Even though cameras would be on board any future spacecraft, Carr believed that the site selection team ought to be armed with data at a scale relevant to the lander. Better photography and a clearer understanding of radar and the infrared system would make the job easier. 79 Both Carr and Masursky thought that image-motion compensation was necessary for any future low-altitude orbital photography of Mars, to prevent the images from smearing.
 
Harold Masursky . The leader of the landing site certification team said he would like to attach a mechanical image-motion compensator to the Viking cameras. With this device, he knew how` he would fly a third mission. The spacecraft would be inserted into low Mars orbit, to take higher resolution site certification pictures. From these low-altitude [361] images, the flight team would be able to avoid hazards of a smaller scale and select key topographical features which the lander could guide itself, using either laser or television. After a site was approved, the orbiter would obtain a higher altitude and release the lander. All the technology Masursky wanted to use was available. What they did not have was NASA's approval for a third flight-and the funds. 80
 
Coming down to Earth, Masursky commented on the effort made by Martin and Young to maintain the scientific integrity of the Viking missions. No matter what problems came up, the management kept reminding everyone that the primary objective was scientific investigation after a safe landing. With many critical issues facing them daily, Martin and Young never forgot the main goal. 81
 
Carl Sagan . As a scientist, Sagan was impressed by how "remarkably willing to listen the project manager was." If anything, Sagan had been prepared for resistance to such items as postponing the 4 July landing and taking a closer look at radar data.

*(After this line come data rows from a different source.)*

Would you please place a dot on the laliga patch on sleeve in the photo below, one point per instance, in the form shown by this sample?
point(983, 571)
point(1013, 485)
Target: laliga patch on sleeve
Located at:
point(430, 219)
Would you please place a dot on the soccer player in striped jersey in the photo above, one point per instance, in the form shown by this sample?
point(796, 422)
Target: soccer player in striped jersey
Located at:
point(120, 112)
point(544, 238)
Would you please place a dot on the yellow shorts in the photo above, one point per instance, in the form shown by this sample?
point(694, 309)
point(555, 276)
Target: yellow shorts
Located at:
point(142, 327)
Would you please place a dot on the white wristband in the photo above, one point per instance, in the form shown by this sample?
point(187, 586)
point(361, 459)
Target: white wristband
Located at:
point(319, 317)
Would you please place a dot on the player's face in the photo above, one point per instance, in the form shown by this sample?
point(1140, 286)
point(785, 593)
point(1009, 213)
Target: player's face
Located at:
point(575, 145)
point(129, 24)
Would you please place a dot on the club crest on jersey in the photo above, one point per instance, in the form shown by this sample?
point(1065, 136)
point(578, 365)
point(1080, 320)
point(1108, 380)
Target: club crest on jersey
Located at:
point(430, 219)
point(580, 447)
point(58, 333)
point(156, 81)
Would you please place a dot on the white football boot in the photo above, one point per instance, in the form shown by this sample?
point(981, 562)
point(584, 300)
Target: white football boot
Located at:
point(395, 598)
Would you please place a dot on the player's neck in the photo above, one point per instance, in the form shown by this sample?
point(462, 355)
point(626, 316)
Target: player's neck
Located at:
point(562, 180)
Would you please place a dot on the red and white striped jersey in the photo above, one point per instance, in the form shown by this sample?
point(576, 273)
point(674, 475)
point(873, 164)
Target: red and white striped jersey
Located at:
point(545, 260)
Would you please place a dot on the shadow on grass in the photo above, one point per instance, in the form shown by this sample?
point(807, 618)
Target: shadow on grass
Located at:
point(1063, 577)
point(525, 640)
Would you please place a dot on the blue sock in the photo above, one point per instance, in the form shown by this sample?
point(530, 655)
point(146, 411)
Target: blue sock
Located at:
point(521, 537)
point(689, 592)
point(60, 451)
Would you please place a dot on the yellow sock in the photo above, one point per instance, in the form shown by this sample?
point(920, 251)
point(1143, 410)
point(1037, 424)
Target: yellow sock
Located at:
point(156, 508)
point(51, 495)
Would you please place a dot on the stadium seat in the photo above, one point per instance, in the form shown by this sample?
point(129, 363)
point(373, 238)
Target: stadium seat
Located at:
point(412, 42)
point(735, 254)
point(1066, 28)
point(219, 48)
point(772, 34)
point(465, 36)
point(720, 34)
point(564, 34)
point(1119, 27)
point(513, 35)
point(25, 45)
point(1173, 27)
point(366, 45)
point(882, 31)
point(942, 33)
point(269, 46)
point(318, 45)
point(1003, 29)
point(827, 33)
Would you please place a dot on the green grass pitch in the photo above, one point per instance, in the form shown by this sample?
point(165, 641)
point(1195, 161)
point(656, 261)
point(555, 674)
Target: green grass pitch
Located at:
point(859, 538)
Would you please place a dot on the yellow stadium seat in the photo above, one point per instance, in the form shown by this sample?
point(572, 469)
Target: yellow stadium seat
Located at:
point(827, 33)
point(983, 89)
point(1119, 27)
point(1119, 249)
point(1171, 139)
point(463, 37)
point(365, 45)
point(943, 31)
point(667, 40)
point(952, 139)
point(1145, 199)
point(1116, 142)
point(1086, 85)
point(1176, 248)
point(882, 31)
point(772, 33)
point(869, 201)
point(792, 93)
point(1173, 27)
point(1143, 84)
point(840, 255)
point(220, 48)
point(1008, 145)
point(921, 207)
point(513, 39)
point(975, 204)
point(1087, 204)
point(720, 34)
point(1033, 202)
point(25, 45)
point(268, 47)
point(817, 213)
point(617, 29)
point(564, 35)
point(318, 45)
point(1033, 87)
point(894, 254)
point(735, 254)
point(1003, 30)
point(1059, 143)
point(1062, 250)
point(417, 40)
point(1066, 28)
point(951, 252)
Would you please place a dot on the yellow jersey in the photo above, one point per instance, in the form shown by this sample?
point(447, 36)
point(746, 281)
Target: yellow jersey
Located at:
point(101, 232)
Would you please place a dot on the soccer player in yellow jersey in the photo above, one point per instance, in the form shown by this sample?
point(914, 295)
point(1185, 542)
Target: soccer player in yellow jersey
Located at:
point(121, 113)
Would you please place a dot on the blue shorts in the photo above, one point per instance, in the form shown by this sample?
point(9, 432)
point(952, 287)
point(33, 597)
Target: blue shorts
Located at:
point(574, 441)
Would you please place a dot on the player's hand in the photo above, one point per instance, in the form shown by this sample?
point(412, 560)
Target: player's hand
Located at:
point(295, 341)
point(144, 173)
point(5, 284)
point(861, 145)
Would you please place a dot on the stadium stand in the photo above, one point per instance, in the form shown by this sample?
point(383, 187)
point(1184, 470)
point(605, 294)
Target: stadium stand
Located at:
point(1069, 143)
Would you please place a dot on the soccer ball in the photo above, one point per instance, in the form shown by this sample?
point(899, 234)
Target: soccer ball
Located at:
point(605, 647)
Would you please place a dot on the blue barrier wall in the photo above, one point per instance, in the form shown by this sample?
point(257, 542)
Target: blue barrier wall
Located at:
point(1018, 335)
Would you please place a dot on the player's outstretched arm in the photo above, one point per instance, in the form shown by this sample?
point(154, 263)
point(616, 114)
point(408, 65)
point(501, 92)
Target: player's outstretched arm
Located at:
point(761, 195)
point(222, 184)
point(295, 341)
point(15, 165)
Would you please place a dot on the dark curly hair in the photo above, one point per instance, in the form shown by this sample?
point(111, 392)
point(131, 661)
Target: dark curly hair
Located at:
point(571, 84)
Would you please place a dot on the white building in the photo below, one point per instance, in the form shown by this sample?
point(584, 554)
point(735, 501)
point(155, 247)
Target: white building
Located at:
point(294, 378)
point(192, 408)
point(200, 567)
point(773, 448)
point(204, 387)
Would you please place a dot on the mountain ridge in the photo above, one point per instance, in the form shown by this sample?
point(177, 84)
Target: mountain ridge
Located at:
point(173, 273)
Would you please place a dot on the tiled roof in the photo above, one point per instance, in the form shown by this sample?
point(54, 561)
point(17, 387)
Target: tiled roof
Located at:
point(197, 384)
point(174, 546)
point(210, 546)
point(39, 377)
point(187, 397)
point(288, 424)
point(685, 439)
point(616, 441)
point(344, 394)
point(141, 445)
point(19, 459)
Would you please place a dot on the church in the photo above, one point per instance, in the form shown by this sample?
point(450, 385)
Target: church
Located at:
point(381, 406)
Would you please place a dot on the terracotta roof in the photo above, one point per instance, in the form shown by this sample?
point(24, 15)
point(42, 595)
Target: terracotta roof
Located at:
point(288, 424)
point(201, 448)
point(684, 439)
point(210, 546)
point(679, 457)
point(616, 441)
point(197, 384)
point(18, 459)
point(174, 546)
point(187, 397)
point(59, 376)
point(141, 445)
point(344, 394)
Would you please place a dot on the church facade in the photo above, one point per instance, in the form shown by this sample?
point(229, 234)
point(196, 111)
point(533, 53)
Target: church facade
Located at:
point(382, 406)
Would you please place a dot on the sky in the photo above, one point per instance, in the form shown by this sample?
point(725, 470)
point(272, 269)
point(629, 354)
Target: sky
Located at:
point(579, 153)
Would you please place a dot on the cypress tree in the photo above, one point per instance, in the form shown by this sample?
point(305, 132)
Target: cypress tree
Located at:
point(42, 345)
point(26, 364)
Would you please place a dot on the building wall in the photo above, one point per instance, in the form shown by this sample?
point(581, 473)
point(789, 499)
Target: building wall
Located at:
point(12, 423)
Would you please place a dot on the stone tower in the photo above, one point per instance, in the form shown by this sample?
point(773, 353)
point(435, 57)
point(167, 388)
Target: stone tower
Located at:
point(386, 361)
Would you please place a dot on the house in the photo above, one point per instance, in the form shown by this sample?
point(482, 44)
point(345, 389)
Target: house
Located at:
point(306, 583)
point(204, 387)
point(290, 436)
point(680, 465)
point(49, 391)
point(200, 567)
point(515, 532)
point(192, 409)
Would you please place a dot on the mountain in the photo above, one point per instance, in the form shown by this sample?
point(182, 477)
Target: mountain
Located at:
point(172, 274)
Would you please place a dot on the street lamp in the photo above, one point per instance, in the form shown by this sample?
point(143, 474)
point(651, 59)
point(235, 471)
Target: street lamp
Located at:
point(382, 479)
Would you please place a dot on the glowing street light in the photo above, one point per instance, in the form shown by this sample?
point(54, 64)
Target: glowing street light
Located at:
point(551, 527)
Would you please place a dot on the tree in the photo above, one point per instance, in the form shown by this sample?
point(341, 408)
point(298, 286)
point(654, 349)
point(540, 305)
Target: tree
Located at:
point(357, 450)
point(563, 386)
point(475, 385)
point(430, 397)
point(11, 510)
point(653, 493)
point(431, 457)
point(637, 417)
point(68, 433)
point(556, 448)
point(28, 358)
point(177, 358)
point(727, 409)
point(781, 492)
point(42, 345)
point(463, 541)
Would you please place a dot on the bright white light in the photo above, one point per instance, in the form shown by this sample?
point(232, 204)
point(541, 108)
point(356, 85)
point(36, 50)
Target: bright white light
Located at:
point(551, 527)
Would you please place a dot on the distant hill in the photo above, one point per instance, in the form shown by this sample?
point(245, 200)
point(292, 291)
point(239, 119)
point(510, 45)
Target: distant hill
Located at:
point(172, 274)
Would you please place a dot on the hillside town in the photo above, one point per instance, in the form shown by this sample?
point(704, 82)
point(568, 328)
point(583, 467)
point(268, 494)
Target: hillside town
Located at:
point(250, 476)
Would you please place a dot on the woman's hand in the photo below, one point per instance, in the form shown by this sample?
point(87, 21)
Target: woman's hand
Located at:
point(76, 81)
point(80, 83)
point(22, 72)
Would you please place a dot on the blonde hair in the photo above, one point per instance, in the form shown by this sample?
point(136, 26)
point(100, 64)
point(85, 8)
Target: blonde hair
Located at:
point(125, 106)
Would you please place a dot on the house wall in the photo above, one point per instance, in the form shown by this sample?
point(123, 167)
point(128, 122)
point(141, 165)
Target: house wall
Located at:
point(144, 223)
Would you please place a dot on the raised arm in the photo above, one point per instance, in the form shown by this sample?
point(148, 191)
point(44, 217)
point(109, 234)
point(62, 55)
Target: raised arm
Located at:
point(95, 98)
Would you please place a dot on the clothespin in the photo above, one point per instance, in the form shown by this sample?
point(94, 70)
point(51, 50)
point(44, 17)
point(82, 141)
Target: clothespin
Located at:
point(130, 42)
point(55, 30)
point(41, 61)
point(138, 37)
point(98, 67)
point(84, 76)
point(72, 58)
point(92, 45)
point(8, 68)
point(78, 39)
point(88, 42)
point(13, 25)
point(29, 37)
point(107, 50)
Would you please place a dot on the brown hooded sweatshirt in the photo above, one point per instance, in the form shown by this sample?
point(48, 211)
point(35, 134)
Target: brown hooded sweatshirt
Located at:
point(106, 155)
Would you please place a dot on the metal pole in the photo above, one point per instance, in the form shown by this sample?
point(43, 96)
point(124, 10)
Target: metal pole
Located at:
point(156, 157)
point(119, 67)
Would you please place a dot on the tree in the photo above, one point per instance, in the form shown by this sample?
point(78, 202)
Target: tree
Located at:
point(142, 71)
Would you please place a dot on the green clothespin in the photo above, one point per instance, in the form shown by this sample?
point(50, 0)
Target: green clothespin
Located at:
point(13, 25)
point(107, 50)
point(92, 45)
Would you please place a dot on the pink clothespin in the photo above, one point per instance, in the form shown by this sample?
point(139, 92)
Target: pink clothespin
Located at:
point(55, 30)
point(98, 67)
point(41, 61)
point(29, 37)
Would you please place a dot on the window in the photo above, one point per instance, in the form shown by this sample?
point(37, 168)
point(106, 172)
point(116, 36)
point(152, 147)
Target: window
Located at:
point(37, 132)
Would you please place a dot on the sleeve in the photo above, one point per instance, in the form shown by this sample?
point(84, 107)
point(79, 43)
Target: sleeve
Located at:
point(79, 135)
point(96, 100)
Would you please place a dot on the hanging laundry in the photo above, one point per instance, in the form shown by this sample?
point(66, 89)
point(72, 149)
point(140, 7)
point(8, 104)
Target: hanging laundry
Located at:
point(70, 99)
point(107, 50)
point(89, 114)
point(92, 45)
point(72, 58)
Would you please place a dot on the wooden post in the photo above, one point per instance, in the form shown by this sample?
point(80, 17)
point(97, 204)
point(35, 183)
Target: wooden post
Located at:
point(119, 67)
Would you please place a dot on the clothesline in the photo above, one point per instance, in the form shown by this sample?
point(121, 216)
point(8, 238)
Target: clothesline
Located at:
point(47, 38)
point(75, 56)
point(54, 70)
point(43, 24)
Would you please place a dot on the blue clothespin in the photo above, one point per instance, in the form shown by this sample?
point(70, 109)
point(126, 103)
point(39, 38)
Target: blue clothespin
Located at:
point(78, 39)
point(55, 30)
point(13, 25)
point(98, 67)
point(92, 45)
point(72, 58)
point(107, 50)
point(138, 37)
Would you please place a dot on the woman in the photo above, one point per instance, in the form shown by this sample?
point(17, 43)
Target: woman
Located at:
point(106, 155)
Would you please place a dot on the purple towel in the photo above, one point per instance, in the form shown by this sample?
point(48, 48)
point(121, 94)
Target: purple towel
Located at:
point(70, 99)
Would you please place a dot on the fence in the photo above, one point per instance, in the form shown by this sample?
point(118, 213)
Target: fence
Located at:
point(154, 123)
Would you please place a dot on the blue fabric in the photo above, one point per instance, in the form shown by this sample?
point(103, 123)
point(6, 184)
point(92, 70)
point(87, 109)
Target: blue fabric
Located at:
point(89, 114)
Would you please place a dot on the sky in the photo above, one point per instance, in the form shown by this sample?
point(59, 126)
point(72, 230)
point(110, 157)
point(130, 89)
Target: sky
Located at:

But Martin had kept an open mind. "It sounds like a reasonable thing for a project manager to do, but that's not always been the case in past missions." 82
 
Martin and Young had listened. They had not always accepted the advice given them, but considering the immense task they had faced and their success they must have made the right decisions. They had safely landed two out of two spacecraft, and luck had had very little to do with it. Martin would continue to believe that hard work and discipline were better bets than luck. The site selection-site certification process had been time consuming, tension-filled, and seldom an "exact" science, but it had worked-and worked on a planet 348 million kilometers from Earth. With two successful landings behind them, the Viking team could turn to the real reasons for its labors-the scientific examination of the Martian surface and the search for possible life forms on the Red Planet.